Lauren Yeager, by contrast, pushes viewers toward discomfort. Interestingly, her work has elicited some of the most resistance from audiences and critics. Yeager’s assemblages employ commonplace assortments of refuse, such as weathered cooler boxes, yellowing polystyrene, and Igloo water coolers; however, extracted from their original context, these salvaged plastics transform into the relic-like building blocks for sculptures that balance banality and monumentality. For some audiences, these forms might echo mid-century visions of the American Dream, wherein families picnicked outdoors alongside plastic-wrapped modern conveniences. For others, this eerie nostalgia might feel insufficient, even evasive. Regardless of one’s interpretation, provocation endures in the unassuming beauty Yeager cultivates by elevating waste materials to fine art status.

By tracing Cleveland’s systems of disposal, Yeager gestures toward cycles of consumption in which our city remains enmeshed. In Venice, visitors could observe these works with a degree of detachment, even voyeurism; in Ohio, where plastic is inextricably intertwined with the region’s identity, Yeager’s work reads more as a demand for reckoning.

At SPACES, curators Pita Brooks and Thea Spittle reconfigured the Biennale’s site-specific installations to fit the gallery’s more intimate footprint, orchestrating an innovative spatial interplay that accentuates the resonances between the exhibitors. In Cleveland, visitors move fluidly between Anton’s wall-mounted sculptures, Teague’s assortment of plastic baskets, and Yeager’s towering assemblages, experiencing the exhibition not as discrete statements, but as an ongoing dialogue.

The rearrangement at SPACES also casts new light on the work of Ang Li and Xavi Aguirre. Barely fitting in the gallery, Li’s compressed polystyrene (EPS) foam wall juxtaposes the existing brick-and-mortar skeleton of SPACES Gallery. This material of the “future” quite literally became a part of the building’s architectural fabric, necessitating the removal of several air ducts to accommodate its installation.

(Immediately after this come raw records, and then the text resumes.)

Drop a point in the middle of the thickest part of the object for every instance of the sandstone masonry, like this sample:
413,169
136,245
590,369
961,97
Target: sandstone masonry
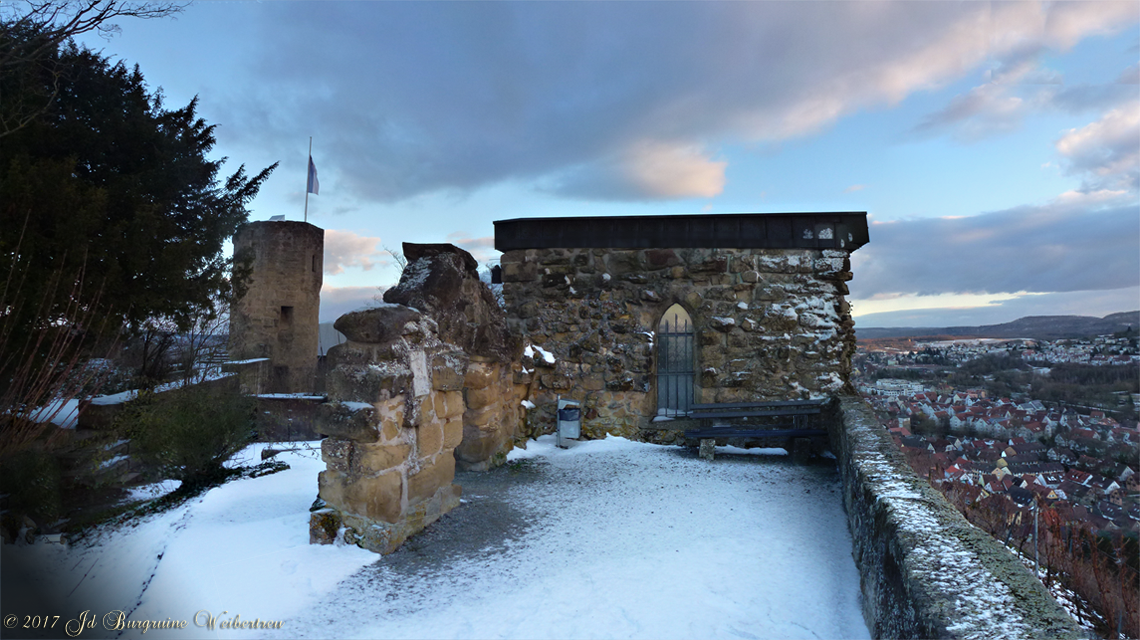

Li’s work conveys a poetics of occupying space, both physically and conceptually, highlighting that we cannot ignore the persistence of plastic.

Xavi Aguirre elaborates on this concept by pairing dystopian digital landscapes with sculptural interventions that reveal what is usually hidden beneath walls. If Li’s work emphasizes the imposing presence of plastic, Aguirre underscores its infiltration into unseen spaces and systems, making visible our dependence on plastic as a source of protection and comfort.

Many aspects of the Venetian installation have been preserved. For example, the bilingual didactic panels carry with them the exhibit’s intercontinental provenance and imbue the space with an ethos of material conservation. Circular design lies at the core of Everlasting Plastics,

advancing the ethos of keeping materials in circulation rather than consigning them to waste. Despite the show’s departure from its site-specific arrangement at the Biennale, Everlasting Plastics continues to spark fresh, critical dialogue, this time through its Cleveland homecoming.

Returning to the tale of the ancient craftsman and his indestructible glass, Caesar may have been prescient in wishing to eradicate such an outstanding material. Yet, history shows us that once introduced, such substances cannot be simply erased. In the same way, Everlasting Plastics does not ask us to make peace with plastic, but it offers a powerful invitation to reexamine our entanglements, recognize our dependence, and imagine possible futures in a world already irrevocably shaped by this all-pervading material.